We can all pretend that we’re above the prudent interest in Gibson’s electoral fortunes, after the Democratic nominee was revealed back in September to have had sex with her husband on a live-streaming porn site. But let’s get real. Of the 100 state House races, this is the first one many people are checking.

The state Republican Party sent out thousands of mailers with censored photos and quotes from Gibson’s explicit videos to highlight the scandal in the closing weeks of the race.

The race is a test of whether sex scandals are still shocking to voters. It’s competitive, suburban-Richmond territory, too: Youngkin carried it by roughly the same margin as the statewide result two years ago.

New Jersey state Senate: 3rd District

ED DURR (R) vs. John Burzichelli (D)

What we’ll learn: Can the author of 2021’s biggest electoral upset keep on truckin’?

Previous election: N/A (redistricting)

2020 presidential election: N/A

The most surprising election result of the last off-year race, in 2021, belonged to Durr, the former truck driver who beat state Senate President Steve Sweeney.

Now Durr faces his first reelection bid, and there have been some bumps along the way, including condemnation from fellow South Jersey GOP candidates over controversial Facebook posts Durr made or liked about abortion.

Republicans made gains in the 2021 state legislative elections, propelled by a strong performance by GOP gubernatorial candidate Jack Ciattarelli, who came within 3 points of ousting Democratic Gov. Phil Murphy.

Will Murphy and Democrats snap back? The indictment of Democratic Sen. Bob Menendez in September isn’t going to help.

Rhode Island congressional special election: 1st District

Gabe Amo (D) vs. Gerry Leonard (R)

What we’ll learn: Whether Democrats’ special-election overperformance continues

Previous election (2022): David Cicilline (D) 64%, Allen Waters (R) 36%

2020 presidential election: Biden 64%, Trump 35%

There’s little doubt that Amo, the former Biden White House aide who won a September primary to replace Cicilline, will win Tuesday’s special election.

But the margin matters, at least as a potential 2024 indicator. Democrats have generally overperformed in special elections this year — but of the 27 such races, only one was for a congressional seat. The others were in much smaller state legislative districts.

Suffolk County (NY) executive

Ed Romaine (R) vs. Dave Calone (D)

What we’ll learn: Is New York’s red wave still going after the GOP’s 2022 midterm success?

Previous election (2019): Steve Bellone (D) 56%, John Kennedy (R) 43%

2020 presidential election: Trump (R) 49%, Biden (D) 49%

Of the nation’s 25 most-populous counties, Suffolk County, which comprises the eastern half of Long Island, is the only one Trump carried in 2020 (and he only carried it by about three-hundredths of a percentage point).

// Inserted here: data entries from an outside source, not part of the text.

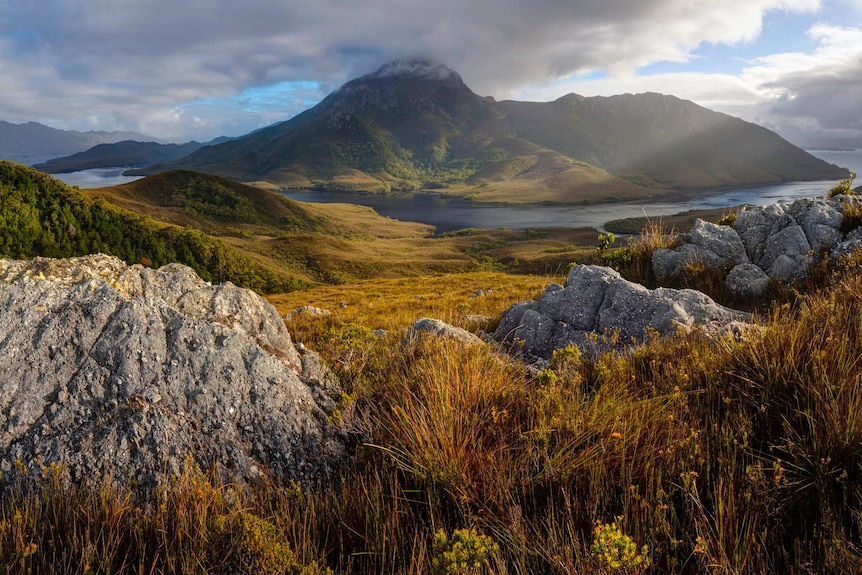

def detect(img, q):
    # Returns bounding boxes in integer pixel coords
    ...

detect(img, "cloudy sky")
[1,0,860,146]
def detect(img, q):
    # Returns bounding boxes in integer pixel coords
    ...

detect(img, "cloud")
[0,0,828,140]
[741,25,862,142]
[514,22,862,146]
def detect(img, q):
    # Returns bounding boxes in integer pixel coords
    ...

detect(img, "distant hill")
[136,59,849,201]
[96,169,336,237]
[0,161,304,293]
[0,121,151,165]
[32,140,206,173]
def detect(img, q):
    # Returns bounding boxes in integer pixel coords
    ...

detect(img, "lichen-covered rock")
[725,263,771,298]
[495,265,746,359]
[652,219,748,279]
[833,227,862,258]
[653,196,862,296]
[0,254,345,488]
[758,220,812,281]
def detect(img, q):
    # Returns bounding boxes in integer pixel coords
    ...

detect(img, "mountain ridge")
[135,59,849,200]
[0,121,154,165]
[32,140,207,173]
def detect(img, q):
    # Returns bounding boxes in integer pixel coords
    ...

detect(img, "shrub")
[827,172,856,198]
[432,528,500,575]
[590,519,650,574]
[213,512,331,575]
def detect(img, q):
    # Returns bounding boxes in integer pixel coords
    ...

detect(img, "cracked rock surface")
[0,254,345,488]
[495,265,746,359]
[654,196,862,296]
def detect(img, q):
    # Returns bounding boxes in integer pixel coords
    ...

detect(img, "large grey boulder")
[758,219,812,282]
[0,254,345,488]
[790,199,844,252]
[495,265,746,359]
[735,203,788,263]
[737,197,847,276]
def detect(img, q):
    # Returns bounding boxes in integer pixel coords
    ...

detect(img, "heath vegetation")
[3,218,862,573]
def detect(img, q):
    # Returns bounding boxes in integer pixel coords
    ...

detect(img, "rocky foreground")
[0,254,345,488]
[496,194,862,359]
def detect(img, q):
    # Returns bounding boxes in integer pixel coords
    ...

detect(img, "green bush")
[827,172,856,198]
[432,528,499,575]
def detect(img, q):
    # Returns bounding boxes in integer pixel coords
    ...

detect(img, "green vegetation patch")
[0,161,304,293]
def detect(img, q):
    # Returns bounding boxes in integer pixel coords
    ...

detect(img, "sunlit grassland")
[89,173,598,286]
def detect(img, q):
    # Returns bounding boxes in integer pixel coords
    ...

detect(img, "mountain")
[498,93,844,188]
[0,121,152,165]
[32,140,208,173]
[137,59,848,201]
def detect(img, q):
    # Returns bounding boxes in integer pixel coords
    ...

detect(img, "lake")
[282,149,860,233]
[52,148,860,233]
[282,179,843,234]
[53,167,144,188]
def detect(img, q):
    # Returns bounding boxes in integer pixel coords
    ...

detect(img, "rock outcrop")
[653,196,862,297]
[495,265,746,359]
[0,254,345,488]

Democrats avoided a “red wave” generally in 2022, but not in New York — and especially not on Long Island, where Republicans swept the state’s four congressional seats thanks to a strong top-of-the-ticket performance by then-Rep. Lee Zeldin, a Long Islander who came within six points of ousting Democratic Gov. Kathy Hochul.

The race between Romaine, the Republican supervisor of Brookhaven Town, and Democratic attorney and businessperson Calone will tell us whether Republicans are still ascendant on the Island, which could have greater implications for the battle to control the House: Reps. Nick LaLota, Andrew Garbarino, George Santos and Anthony D’Esposito are all among Republicans’ most vulnerable incumbents up next year.